White is not alone in this contention. Ilya Somin, who also teaches law at George Mason, had a column in the Washington Post during the same time period. The piece is dated February 17, which is four days after Justice Antonin Scalia’s sudden death. Following the announcement of the justice’s passing, the HuffPost writes:
President Barack Obama on Tuesday vowed to pick an indisputably qualified nominee for the Supreme Court and chided Republicans who control the U.S. Senate for threatening to block him from filling the pivotal vacancy.
Obama told senators he has a constitutional duty to nominate a new justice after Saturday’s death of conservative Justice Antonin Scalia and reminded them of their constitutional obligation to “do their job” and vote to approve or reject his nominee.
Senate Majority Leader Mitch McConnell has said the seat on the nation’s highest court should remain vacant until Obama’s successor takes office in January so voters can have a say on the selection when they cast ballots in the Nov. 8 presidential election.
“I’m amused when I hear people who claim to be strict interpreters of the Constitution suddenly reading into it a whole series of provisions that are not there,” Obama said.
“The Constitution is pretty clear about what is supposed to happen now,” Obama, a former constitutional law professor, told a news conference at the close of a two-day meeting with leaders from Southeast Asia.
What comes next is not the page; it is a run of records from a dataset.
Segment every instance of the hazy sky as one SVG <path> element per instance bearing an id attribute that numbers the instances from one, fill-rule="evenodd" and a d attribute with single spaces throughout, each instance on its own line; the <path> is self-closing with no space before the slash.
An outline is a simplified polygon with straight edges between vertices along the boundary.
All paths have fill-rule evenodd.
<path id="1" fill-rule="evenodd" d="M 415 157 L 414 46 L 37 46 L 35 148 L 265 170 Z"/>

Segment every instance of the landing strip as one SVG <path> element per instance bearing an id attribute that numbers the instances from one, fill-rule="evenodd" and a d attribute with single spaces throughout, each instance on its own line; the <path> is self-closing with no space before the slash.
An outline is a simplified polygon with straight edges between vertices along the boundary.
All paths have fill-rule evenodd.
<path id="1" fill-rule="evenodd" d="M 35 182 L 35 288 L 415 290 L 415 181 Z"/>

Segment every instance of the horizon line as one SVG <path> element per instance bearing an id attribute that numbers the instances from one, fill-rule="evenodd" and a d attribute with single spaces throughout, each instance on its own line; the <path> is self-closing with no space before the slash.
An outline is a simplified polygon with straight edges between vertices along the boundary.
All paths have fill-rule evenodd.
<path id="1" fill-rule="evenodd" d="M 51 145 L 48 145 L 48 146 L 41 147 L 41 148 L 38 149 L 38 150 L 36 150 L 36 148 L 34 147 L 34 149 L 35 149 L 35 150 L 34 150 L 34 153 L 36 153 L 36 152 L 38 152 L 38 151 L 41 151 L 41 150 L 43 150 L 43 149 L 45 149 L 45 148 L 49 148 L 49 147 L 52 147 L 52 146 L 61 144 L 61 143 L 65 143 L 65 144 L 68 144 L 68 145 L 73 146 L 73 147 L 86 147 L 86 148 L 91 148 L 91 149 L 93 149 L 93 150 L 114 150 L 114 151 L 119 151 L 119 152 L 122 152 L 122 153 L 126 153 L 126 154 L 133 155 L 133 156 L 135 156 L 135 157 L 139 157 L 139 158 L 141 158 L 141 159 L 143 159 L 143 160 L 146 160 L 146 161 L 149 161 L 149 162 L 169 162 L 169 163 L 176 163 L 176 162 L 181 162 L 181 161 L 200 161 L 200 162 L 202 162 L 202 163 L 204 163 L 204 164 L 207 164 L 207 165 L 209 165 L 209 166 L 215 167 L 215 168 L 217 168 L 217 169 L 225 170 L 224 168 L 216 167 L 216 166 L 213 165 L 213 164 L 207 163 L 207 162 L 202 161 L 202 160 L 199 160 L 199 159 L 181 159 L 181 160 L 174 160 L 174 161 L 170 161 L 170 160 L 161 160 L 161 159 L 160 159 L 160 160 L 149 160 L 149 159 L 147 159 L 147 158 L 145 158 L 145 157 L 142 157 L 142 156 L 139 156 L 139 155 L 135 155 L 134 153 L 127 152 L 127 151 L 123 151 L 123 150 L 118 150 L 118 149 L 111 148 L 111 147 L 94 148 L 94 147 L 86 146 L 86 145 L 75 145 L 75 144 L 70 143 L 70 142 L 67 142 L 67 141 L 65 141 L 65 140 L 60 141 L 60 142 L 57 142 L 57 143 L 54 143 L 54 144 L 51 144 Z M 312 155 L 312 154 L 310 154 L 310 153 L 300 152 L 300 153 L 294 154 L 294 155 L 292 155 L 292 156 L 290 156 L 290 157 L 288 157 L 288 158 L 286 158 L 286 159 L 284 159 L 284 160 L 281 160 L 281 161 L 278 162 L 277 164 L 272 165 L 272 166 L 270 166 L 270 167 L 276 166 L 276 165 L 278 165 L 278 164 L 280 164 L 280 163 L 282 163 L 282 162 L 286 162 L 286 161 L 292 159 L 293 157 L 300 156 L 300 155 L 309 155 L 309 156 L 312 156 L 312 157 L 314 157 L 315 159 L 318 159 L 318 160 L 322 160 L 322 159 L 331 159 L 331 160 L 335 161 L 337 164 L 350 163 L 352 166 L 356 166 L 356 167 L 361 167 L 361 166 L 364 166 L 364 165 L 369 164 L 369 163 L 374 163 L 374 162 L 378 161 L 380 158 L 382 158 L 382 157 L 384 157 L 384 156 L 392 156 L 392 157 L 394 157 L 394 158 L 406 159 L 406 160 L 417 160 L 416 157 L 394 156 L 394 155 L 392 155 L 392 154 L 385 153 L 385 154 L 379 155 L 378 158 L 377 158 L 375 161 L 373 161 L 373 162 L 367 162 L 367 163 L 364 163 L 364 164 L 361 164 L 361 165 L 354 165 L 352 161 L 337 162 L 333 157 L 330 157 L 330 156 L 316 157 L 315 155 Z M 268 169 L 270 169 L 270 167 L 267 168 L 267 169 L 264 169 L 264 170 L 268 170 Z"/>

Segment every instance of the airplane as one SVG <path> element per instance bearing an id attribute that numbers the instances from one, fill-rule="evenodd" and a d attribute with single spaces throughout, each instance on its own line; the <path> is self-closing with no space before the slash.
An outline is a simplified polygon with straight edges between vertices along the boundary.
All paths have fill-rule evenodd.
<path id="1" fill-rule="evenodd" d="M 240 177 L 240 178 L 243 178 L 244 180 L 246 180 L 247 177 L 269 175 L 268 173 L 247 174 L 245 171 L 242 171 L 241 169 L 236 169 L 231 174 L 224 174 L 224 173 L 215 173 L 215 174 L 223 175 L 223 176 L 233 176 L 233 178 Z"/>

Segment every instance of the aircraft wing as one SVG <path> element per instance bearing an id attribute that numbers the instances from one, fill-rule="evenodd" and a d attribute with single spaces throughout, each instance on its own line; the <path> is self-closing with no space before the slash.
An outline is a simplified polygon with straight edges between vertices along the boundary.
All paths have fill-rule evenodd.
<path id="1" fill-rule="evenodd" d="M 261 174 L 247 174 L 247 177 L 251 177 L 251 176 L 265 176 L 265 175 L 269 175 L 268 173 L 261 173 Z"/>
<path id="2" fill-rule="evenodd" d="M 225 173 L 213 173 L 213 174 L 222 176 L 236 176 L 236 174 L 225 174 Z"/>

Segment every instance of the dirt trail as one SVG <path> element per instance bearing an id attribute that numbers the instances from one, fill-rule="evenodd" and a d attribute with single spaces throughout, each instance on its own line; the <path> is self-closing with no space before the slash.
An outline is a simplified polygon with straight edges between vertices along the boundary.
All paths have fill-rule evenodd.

If Obama had been less amused and more knowledgeable about the Constitution, he might have been aware that “the Constitution does not require the Senate to give judicial nominees an up or down vote,” as Somin titles his piece. He could conceivably have done an end run around the “advice and consent” language, which Somin submits is also unclear, and simply have selected Merrick Garland as a Supreme Court justice.
It appears the same option is now available to Obama’s successor should he choose to exercise it. Will he?